Biochemical analysis
Acetylcholinesterase (AChE) inhibitory assay
A mixture of penile tissue homogenate (200 μL), 5,5′-dithio-bis-(2-nitrobenzoic) acid [3.3 mM, 100 μL) and 0.1 M phosphate buffer (pH 8.0) was incubated for 20 min at 25 °C, after which acetylthiocholine iodide was added. The absorbance of the mixture was measured at 412 nm immediately after the addition of the substrate [25]. AChE activity was calculated with respect to the total protein. The specific activity of AChE was expressed as µmol. AChE/h/mg protein.

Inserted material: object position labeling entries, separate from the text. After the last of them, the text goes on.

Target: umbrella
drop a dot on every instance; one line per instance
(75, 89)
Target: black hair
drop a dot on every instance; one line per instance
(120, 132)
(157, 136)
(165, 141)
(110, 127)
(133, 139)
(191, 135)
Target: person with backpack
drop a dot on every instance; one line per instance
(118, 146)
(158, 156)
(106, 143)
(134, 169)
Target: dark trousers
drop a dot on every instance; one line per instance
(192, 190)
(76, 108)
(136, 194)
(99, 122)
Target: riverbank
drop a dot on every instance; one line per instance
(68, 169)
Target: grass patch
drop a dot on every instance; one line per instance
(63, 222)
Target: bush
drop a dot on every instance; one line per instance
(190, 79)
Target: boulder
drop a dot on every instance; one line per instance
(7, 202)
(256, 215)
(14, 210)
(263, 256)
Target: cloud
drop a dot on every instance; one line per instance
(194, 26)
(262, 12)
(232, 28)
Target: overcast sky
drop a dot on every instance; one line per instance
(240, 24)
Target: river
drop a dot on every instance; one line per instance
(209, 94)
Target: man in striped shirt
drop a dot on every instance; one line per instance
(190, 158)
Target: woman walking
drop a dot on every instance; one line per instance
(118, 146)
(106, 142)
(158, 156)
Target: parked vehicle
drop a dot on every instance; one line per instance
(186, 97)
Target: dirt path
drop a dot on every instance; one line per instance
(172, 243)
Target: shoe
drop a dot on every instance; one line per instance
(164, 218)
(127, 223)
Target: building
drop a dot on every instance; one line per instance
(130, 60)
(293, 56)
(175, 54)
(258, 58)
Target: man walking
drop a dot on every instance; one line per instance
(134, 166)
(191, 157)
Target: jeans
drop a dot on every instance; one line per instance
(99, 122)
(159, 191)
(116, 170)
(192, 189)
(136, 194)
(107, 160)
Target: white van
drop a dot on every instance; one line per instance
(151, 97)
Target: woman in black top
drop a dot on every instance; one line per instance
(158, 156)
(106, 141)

Phosphodiesterase-5 (PDE-5) activity assay
The penile tissue was prepared with 0.1 M Tris–HCl buffer containing 1 mM CaCl2 and 50 mM NaCl (pH 8.0). The reaction mixture containing 5 mM of the substrate (p-nitrophenyl phenylphosphonate), penile homogenate, 20 mM Tris buffer (pH 8.0), was incubated at 37 °C for 10 min. The intensity of p-nitrophenol produced was measured as change in absorbance after 5 min at 400 nm [26]. The specific activity of PDE-5 was calculated and expressed as µmol./min/mg protein.
Arginase activity assay
In brief, the arginase activity in penile homogenate was firstly activated by adding Tris–HCl (75 μL, 50 mmol/l, pH 7.5) containing 10 mmol/l MnCl2, which was preincubated for 10 min at body temperature, followed by catalyzing the L-arginine by arginase by incubating the mixture containing activated arginase, L-arginine (50 μL, 0.5 mol/l, pH 9.7) 1 h. This was halted by adding 400 μL of the acid solution mixture [H2SO4/H3PO4/H2O at ratio 1:3:7 (v/v/v)]. For the development of urea concentration, α-isonitrosopropiophenone (25 μL 9% in absolute ethanol) was then added and the mixture was heated at 100 °C for 45 min [27]. The urea concentration was determined spectrophotometrically at 550 nm measured the amount of urea produced, after normalization with protein, was used as an index for arginase activity.
Adenosine deaminase (ADA) activity
Briefly, 50 μL of penile tissue homogenate reacted with 21 mmol/L of adenosine, pH 6.5, and was incubated at 37 °C for 60 min. The protein content used for the experiment was adjusted to between 0.7 and 0.9 mg/mL [28]. Results were expressed in units per liter (U/L). One unit (1 U) of ADA is defined as the amount of enzyme required to release 1 mmol of ammonia per minute from adenosine at standard assay conditions.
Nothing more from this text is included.